Mamá había llegado bien borracha de su frustrado viaje, ya
dije que tuvimos que acostarla entre tres. La tapamos y la dejamos descansando
en su cuarto, tranquila, yo al día siguiente ya le compraría una "sal de
andrews" para que se le pase el mareo.
Clau y yo estábamos trapo por todo lo que habíamos hecho ese
día, también nos fuimos a dormir. Claro que yo estaba entusiasmado porque
Sandra, que es la mejor amiga de mi mamá y de paso, amiguita mía también, me
había dicho que quería hablar conmigo para el día siguiente conmigo sobre algo
importante. Seguramente quería que le arrime el piano, como siempre, aunque la
forma en que me lo dijo no era como la de siempre.......

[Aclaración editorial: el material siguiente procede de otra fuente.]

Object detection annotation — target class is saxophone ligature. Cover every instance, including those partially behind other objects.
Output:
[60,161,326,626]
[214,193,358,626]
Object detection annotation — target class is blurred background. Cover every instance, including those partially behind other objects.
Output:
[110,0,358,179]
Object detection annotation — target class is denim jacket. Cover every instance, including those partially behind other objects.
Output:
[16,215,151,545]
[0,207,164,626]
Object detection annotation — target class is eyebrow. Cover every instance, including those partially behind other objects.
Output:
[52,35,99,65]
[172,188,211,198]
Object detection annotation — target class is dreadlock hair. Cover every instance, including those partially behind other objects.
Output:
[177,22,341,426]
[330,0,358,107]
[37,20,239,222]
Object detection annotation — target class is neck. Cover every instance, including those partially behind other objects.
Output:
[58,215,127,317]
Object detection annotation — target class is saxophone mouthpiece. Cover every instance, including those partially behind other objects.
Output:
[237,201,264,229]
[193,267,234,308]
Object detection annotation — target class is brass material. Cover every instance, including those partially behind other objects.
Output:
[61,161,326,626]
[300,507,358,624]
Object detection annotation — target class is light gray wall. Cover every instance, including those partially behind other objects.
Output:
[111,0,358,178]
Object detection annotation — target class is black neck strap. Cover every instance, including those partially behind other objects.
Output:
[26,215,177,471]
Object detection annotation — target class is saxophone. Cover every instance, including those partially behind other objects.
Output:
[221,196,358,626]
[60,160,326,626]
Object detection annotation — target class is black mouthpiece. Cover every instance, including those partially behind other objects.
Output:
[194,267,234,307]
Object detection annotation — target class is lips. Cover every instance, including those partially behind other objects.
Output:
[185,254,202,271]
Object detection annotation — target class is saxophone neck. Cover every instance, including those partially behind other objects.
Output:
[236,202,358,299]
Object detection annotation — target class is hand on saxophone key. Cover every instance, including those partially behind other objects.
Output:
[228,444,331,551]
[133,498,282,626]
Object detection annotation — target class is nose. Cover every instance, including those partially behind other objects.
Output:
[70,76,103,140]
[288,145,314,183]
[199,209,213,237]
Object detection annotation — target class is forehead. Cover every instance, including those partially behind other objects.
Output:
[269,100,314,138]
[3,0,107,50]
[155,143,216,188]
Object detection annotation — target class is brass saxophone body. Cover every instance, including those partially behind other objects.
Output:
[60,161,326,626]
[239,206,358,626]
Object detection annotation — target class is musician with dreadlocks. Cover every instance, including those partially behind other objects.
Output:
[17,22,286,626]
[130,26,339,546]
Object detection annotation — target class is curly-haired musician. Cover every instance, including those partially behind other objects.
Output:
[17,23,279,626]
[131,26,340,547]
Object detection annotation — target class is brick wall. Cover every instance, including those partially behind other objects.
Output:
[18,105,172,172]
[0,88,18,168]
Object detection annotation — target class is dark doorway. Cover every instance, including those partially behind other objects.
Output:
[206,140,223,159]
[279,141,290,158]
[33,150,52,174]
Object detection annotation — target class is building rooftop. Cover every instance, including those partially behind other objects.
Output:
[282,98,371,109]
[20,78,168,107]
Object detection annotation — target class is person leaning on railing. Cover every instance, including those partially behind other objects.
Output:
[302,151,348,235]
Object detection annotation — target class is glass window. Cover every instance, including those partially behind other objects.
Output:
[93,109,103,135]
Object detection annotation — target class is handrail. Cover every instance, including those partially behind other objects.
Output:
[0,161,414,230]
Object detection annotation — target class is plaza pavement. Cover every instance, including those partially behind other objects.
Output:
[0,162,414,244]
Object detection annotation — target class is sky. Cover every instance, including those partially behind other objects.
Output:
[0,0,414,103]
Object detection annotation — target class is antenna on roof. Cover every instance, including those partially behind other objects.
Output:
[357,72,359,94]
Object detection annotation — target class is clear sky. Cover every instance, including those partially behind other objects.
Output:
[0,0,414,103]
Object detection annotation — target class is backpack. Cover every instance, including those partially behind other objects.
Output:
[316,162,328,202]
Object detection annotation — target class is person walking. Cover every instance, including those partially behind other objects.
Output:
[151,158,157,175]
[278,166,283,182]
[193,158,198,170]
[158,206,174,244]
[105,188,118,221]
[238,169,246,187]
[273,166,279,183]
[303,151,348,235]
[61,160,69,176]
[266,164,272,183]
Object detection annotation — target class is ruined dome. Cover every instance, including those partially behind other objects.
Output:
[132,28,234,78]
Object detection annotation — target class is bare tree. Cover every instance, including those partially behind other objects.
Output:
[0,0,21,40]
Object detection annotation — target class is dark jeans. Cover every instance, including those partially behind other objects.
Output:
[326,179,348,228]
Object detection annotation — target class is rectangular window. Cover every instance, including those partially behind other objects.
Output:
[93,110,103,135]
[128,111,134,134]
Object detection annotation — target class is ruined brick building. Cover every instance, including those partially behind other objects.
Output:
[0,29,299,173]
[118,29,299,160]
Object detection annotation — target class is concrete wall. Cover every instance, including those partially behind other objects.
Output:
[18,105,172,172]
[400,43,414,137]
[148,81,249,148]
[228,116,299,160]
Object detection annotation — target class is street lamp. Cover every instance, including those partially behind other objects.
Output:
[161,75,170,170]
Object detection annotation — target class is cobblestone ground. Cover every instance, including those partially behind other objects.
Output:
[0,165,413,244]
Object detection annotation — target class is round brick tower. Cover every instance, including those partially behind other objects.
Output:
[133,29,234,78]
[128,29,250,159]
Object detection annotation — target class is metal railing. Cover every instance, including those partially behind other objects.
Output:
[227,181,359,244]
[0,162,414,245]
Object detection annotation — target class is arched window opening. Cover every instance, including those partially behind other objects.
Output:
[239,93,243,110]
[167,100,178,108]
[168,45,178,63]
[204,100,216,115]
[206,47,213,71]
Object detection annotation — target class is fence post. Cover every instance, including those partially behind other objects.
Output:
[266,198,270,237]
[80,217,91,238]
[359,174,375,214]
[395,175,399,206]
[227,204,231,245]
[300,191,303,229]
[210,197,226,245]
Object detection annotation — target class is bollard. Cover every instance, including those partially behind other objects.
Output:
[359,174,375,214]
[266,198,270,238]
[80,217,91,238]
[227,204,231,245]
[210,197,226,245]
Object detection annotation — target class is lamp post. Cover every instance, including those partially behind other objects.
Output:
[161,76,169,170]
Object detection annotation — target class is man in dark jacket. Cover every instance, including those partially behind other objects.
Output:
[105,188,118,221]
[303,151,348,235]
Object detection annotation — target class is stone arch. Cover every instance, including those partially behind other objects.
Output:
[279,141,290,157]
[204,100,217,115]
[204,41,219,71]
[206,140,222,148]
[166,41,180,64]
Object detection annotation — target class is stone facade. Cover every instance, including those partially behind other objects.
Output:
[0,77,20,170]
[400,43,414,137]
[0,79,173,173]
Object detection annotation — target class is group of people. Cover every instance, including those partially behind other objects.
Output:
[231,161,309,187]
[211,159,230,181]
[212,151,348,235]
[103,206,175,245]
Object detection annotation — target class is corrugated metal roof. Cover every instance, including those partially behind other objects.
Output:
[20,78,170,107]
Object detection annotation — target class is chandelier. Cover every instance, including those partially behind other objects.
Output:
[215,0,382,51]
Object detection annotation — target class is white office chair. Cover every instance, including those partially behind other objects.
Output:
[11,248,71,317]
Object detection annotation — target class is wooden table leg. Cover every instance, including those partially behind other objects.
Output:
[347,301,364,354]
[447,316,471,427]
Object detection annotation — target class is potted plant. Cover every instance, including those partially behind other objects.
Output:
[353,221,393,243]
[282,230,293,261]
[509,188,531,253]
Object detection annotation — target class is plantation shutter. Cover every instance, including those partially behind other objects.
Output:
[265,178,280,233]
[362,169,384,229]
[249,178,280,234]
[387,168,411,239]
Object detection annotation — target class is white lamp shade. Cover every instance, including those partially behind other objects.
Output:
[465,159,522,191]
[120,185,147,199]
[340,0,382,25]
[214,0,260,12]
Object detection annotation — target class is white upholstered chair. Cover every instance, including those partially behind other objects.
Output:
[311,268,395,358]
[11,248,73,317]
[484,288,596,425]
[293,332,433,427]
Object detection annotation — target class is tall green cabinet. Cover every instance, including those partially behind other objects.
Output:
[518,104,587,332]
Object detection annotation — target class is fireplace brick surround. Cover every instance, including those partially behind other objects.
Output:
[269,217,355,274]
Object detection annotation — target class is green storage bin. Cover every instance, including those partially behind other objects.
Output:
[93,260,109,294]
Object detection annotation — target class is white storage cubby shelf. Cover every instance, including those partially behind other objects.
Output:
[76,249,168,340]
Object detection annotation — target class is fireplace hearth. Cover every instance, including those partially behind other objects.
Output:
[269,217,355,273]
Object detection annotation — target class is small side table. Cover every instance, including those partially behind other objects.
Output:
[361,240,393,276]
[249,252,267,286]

Y yo no podía dormir, me di vueltas en la cama pensando en
todo lo que podría hacer con Sandrita al día siguiente. Finalmente, a eso de las
2 de la mañana, recién me pude dormir.
No sé muy bien cómo pasó, pero en medio de la noche sentí que
la puerta se abría. No me importó mucho, la verdad, pero sentí que era mamá, y
que ella entraba a mi cuarto. Seguramente estaba buscando algo, pero de a
contraluz se veía que estaba vestida con una batita cortita transparente. Por
instinto se me paró mi fierro.
Me hice el medio dormido y de pronto pude ver con los ojos
entreabiertos cómo mamá se subía encima mío y me bajaba el pantalón de dormir,
me sacaba mi palo y de pronto me empezaba a cabalgar, aunque en realidad le
estaba rozando por fuera.
Se sentía rico, en realidad mamá nunca me atrajo, ella es
alta, morena y de buen cuerpo y linda cara, pero la madre es sagrada y con ella
nunca me atrevería a hacerle nada. Sin embargo, empecé a sentir que me la estaba
penetrando, mi palo se puso más caliente y más duro, ella me cabalgaba sin
miedo, yo veía cómo se sacaba su sostén y se empezaba a masajear sus tetazas,
mientras murmuraba cosas que no pude entender.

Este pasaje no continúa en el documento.